My manager wants me to make this silly AWS certification.
Let me go on a tangent about trains. In Spain before you board a high-speed train you need to go though full security check, like on an airport. In all other EU countries you just show up and board, but in Spain there's the security check. The problem is that even though the security check is an expensive, inefficient theatre, just in case something does blow up, nobody wants to be the politician that removed the security check. There will be no reward for a politician that makes life marginally easier for lots of people, but there will be severe punishment for a politician that is involved in a potential terrorist attack, even if the chance of that happening is ridiculously small.
This is exactly why so many companies love to be balls deep into AWS ecosystem, even if it's expensive.
Nobody gets fired for buying IB^H^H AWS
> In all other EU countries you just show up and board, but in Spain there's the security check
Just for curiosity's sake, did any other EU countries have any recent terrorist attacks involving bombs on trains in the capital, or is Spain so far alone with this experience?
London had the tube bombings, but there is no security scanning there.
AFAIK, there is no security scanning on the metro/"tube" in Spain either, it's on the national train lines.
Edit: Also, after looking it up, it seems like London did add temporary security scanners at some locations in the wake of those bombings, although they weren't permanent.

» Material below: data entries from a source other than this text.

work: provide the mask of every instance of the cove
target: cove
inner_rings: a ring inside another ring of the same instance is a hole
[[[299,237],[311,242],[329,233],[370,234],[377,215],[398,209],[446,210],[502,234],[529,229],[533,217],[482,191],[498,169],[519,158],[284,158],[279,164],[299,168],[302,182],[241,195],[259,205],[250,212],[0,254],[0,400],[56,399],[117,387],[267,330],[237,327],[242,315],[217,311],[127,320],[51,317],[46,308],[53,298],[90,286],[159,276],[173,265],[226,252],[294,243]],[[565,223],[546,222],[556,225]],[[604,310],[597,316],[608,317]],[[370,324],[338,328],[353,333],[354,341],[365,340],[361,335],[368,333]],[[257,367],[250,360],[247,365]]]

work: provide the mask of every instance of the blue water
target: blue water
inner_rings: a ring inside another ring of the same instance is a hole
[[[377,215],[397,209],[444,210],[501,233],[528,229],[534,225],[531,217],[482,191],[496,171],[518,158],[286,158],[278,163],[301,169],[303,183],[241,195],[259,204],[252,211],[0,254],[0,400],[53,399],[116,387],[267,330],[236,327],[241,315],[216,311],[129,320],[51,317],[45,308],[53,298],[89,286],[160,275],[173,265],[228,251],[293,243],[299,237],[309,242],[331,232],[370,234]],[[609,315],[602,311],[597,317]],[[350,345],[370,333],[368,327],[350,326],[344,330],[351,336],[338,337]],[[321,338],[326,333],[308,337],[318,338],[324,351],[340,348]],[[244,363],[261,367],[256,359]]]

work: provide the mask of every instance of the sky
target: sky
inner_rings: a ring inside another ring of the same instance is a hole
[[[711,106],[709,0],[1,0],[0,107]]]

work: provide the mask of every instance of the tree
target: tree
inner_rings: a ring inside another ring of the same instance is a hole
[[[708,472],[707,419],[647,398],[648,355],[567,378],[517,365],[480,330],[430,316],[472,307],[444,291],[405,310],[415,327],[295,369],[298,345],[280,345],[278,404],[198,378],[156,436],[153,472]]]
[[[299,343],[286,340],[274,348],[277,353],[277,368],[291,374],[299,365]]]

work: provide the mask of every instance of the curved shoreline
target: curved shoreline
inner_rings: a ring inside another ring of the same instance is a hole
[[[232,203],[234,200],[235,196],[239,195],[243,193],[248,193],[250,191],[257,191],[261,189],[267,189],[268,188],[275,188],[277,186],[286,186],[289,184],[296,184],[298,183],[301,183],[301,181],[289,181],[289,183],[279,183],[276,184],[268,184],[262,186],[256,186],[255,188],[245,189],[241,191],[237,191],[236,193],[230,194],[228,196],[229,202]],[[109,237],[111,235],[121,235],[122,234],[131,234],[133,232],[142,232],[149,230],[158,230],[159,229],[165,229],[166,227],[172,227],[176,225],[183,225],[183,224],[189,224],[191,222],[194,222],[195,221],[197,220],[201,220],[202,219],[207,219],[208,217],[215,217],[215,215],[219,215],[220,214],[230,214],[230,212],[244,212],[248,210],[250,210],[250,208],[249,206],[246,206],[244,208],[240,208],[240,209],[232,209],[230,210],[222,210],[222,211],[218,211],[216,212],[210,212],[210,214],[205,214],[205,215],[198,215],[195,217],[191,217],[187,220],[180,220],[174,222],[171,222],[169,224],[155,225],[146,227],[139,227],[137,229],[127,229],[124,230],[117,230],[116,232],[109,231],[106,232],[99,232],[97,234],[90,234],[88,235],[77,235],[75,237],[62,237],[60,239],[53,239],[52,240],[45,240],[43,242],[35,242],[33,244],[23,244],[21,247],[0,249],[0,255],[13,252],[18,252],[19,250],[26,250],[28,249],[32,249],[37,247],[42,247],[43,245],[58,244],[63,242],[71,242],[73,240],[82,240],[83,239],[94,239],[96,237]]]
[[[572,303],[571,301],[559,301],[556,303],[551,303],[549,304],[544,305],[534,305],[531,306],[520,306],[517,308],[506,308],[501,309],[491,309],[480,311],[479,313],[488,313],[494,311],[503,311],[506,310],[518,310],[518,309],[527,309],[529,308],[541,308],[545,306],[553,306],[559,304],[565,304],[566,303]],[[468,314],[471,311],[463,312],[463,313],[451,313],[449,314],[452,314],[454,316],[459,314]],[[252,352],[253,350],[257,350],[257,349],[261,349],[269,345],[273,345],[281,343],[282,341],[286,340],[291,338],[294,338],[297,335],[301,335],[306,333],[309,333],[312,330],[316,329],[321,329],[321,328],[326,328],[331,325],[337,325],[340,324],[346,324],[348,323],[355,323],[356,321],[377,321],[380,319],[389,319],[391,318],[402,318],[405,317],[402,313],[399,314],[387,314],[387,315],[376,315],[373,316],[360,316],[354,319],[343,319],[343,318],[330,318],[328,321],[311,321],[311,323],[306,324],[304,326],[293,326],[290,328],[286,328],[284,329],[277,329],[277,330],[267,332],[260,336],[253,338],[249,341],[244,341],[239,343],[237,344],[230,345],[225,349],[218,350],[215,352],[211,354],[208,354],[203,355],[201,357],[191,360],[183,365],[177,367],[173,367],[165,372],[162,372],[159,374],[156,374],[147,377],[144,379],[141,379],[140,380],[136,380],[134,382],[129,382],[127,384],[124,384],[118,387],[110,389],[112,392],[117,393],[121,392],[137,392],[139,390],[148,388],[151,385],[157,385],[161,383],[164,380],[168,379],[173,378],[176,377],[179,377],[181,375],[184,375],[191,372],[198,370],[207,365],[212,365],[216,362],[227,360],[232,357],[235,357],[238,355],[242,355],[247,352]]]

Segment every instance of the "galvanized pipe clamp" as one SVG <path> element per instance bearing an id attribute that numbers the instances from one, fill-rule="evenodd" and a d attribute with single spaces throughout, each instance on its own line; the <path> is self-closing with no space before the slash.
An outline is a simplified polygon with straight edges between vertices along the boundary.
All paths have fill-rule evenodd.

Russia is the only other European country besides Spain that after train bombings added permanent security scanners. Belgium, France and a bunch of other countries have had train bombings, but none of them added permanent scanners like Spain or Russia did.
Not true, France had this on the train to the Netherlands (Thalys) after some crazy attacked some passengers in that train. They also added electronic gates to most high speed trains in many large stations.
Notice how these inefficient processes create large, compact lines of passengers, which would made the casualties much worse in case of an actual bomb.
Checkout Madrid 2004 terror attacks... So deadly that Spain left Afghanistan and Iraq afik.
That's exactly the event I was alluding to, good detective work :)
https://en.wikipedia.org/wiki/2015_Thalys_train_attack
How does Spain deal with trains that come in from a neighboring country?
The security check has nothing to do with protecting trains or passengers, so your question is irrelevant.
Thanks for letting me know that my question is irrelevant. Sorry for taking up your time.
You're welcome
French trains come in without any security checks.
AWS doesn’t have to be expensive.
Sure, but you outgrow the free ("trial") resources in a blink, and then it starts being expensive compared to the alternatives.